China's sanctions against the U.S. arms companies are justified
Andrew Korybko

Editor's Note: Andrew Korybko is a Moscow-based American political analyst. The article reflects the author's views and not necessarily those of CGTN.

Chinese foreign ministry spokesperson Zhao Lijian announced on Monday that his country will sanction members of the U.S. military-industrial complex that are involved in America's planned arms sales to Taiwan. The companies that he highlighted are Boeing, Lockheed Martin and Raytheon. This is an entirely justifiable decision which shows that China will defend its national interests against acts of aggression and provocation.

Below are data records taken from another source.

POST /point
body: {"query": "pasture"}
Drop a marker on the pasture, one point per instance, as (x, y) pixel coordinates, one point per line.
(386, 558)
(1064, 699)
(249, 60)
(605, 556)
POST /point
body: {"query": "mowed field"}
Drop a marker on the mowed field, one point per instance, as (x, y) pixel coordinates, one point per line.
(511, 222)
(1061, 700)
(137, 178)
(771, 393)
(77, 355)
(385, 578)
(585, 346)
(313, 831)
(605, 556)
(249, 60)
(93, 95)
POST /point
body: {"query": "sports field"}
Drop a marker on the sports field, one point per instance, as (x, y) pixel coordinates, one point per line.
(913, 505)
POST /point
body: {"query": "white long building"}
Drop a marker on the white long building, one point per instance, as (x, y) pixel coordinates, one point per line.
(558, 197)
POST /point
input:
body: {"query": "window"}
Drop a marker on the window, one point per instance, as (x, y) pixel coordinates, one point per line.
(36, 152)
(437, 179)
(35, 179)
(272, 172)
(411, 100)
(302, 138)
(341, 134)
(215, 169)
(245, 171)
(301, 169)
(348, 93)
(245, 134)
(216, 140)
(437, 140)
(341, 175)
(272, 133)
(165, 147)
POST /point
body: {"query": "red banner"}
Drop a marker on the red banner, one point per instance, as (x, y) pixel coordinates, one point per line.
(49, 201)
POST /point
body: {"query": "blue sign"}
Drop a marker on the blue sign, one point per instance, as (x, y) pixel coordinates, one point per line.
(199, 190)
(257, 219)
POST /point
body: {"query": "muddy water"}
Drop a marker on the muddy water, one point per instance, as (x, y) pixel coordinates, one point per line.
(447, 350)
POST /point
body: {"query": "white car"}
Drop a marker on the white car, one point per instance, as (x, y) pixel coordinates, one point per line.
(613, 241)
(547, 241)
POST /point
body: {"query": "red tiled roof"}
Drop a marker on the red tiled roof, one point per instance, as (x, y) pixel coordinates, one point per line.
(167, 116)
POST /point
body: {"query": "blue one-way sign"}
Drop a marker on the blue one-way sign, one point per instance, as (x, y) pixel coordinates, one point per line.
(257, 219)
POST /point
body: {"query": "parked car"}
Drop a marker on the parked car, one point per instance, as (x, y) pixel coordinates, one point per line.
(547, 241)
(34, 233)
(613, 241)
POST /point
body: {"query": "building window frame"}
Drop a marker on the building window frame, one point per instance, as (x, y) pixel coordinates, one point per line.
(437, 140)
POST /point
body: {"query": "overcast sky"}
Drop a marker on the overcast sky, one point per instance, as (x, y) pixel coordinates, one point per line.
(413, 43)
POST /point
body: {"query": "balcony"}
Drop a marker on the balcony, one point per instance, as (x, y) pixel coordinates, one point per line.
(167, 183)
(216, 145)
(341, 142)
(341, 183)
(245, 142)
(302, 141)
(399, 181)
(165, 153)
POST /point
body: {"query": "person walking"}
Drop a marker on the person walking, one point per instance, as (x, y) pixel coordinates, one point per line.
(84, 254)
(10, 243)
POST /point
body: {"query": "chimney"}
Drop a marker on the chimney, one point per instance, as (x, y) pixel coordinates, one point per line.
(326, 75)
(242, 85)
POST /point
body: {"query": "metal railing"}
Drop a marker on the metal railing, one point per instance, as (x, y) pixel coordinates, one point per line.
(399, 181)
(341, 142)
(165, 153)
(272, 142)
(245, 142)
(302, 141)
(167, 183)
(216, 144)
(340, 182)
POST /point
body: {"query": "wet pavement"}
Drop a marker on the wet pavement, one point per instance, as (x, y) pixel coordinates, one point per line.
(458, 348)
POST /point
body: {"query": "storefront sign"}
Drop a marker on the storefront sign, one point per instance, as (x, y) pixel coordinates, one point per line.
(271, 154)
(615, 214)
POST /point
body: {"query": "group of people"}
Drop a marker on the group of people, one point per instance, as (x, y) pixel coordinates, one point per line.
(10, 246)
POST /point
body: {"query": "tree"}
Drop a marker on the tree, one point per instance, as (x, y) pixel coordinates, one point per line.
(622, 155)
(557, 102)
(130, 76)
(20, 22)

The U.S. policy of "military diplomacy," which refers to America's use of military means to promote its political interests abroad, is destabilizing the world. It wants to sell arms to a region which the vast majority of the international community, including the U.S. itself, recognizes as an integral part of China. Trump seems to be calculating, albeit wrongly, that this move will win him the support of on-the-fence voters, as well as advance America's grand strategy of attempting to "contain" China.

This planned move arguably isn't in the U.S. best interests, nor the rest of the world's for that matter. This makes one wonder whether elements of its permanent military, intelligence and diplomatic bureaucracies might be behind this provocation in order to promote their own business interests. The military-industrial complex has been criticized for decades, most notably by former President Eisenhower, due to the inordinate influence that it wields over American foreign policy, which has only grown in the decades since.

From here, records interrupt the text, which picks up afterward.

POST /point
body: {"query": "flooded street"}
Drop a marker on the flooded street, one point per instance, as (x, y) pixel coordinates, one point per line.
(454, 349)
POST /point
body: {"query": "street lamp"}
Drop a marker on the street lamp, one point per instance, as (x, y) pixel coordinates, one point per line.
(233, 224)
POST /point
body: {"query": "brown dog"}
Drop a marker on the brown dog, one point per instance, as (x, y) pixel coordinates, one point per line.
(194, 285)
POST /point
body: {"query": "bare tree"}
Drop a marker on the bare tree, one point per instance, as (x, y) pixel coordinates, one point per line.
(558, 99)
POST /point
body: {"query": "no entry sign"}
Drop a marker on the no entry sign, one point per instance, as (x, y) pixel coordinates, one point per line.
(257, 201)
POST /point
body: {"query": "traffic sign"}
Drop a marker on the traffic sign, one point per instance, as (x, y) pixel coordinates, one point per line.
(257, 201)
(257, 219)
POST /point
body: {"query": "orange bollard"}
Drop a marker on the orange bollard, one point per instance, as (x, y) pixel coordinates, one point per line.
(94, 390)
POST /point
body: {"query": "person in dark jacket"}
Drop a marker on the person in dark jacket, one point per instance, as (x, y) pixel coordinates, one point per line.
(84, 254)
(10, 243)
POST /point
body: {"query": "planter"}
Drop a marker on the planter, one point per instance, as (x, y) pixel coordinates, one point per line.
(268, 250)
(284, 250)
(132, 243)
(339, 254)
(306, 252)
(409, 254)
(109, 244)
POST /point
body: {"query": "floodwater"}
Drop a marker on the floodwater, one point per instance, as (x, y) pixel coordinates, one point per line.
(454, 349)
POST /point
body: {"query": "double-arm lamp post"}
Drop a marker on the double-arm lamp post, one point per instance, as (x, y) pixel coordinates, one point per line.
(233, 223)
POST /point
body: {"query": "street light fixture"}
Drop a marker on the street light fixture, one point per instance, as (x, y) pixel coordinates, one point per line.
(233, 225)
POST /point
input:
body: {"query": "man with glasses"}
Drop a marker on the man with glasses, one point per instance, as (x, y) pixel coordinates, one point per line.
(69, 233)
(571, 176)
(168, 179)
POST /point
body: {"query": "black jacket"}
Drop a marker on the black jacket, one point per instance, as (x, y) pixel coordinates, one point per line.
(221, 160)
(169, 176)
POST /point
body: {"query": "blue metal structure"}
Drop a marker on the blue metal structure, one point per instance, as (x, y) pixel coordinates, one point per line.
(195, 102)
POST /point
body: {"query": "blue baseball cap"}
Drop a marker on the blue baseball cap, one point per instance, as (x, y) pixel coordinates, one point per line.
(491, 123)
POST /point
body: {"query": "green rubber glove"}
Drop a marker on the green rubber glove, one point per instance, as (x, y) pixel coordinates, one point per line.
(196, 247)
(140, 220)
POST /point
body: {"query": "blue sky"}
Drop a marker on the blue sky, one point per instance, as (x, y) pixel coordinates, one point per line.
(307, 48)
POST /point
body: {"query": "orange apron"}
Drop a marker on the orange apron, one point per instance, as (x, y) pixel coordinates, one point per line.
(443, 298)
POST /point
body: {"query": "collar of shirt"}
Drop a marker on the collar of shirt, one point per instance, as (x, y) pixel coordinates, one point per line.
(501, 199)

By standing up to the U.S. military-industrial complex, China is showing the rest of the world that it won't tolerate such subversive actions aimed at ruining bilateral relations. This could in turn inspire other countries to follow in its footsteps whenever America's practice of "military diplomacy" threatens to harm their interests as well. Companies which engage in these hostile schemes don't deserve the business of those countries that they threaten.

Seven F-16 fighter jets taxi on a runway in the Taiwan region. /Reuters

Seven F-16 fighter jets taxi on a runway in the Taiwan region. /Reuters

Nevertheless, the identified companies are veritably very important global players in this industry and the others that they participate in. Some countries might be reluctant to cut ties with them even if it's in their best interests to do so. Those states that might consider doing so should be reminded that the world isn't unipolar anymore and that alternatives exist in every sphere. They'd do well to undertake cost-benefit calculations regarding switching suppliers. At the very least, publicly flirting with that possibility might pressure members of the American military-industrial complex into reconsidering their destabilizing role in the U.S.' "military diplomacy." Profits are more important than principles to those entities. There's a chance that they might switch their strategy if they see that it'll harm their bottom line in crucial markets across the world. It's not guaranteed to succeed, but it's at least worth trying if other countries are offended by their actions.

All economic sectors are presently multipolar since monopoly is hard to achieve these days. Members of the American military-industrial complex have been taking their market positions for granted by assuming that their customers need them more than the reverse. But, it's actually the companies which need those customers. Boeing and the others will still survive even if they only service contracts from the U.S. government, but their global growth will be greatly impeded with reduce profits.

For that reason, those companies should also undertake cost-benefit calculations to see whether it's really worth going along with the U.S. provocative "military diplomacy" against their key customers, let alone speculatively initiating as much for reasons of their self-interest. Actions have, and it's about time that they realize that they can't harm other countries' national interests with impunity. China's justifiable sanctions therefore send a powerful message that others might soon follow.